Individual populists have variously promised to stand up to corporate power, remove "corrupt" elites, and "put people first." Populism incorporates anti-regime politics and sometimes nationalism or racism. Many populists appeal to a specific region or a specific social class such as the working class, middle class, or farmers. Often they employ dichotomous rhetoric, and claim to represent the majority.

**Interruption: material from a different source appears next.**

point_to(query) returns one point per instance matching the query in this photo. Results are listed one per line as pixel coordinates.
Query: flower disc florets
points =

Modern populism, of all political hues

Populism is alive and well in various countries around the world. Examples of populists in the contemporary era include:

Pauline Hanson in Australia
Winston Peters in New Zealand
Jean-Marie Le Pen in France
Carl I. Hagen in Norway
Jerry Brown, Pat Buchanan, Howard Dean, Jim Hightower, Jesse Jackson, Dennis Kucinich, Cynthia McKinney, Ralph Nader, Ross Perot, Bernie Sanders and George Wallace in the United States.
Aung San Suu Kyi in Burma/Myanmar
Silvio Berlusconi, Umberto Bossi and Alessandra Mussolini in Italy
Nelson Mandela in South Africa
Jörg Haider in Austria
Viktor Orbán in Hungary
Luiz Inácio Lula da Silva in Brazil
Pim Fortuyn in the Netherlands
Preston Manning, Mike Harris and Ralph Klein in Canada
Hugo Chávez in Venezuela
Mahmoud Ahmadinejad in Iran.

It should also be noted, however, that not all politicians who adopt a populist campaign are in fact true populists. Some politicians adopting the rhetoric and language of populism are criticized for using populist rhetoric merely as an organizing tactic without any actual intent of standing up for common people.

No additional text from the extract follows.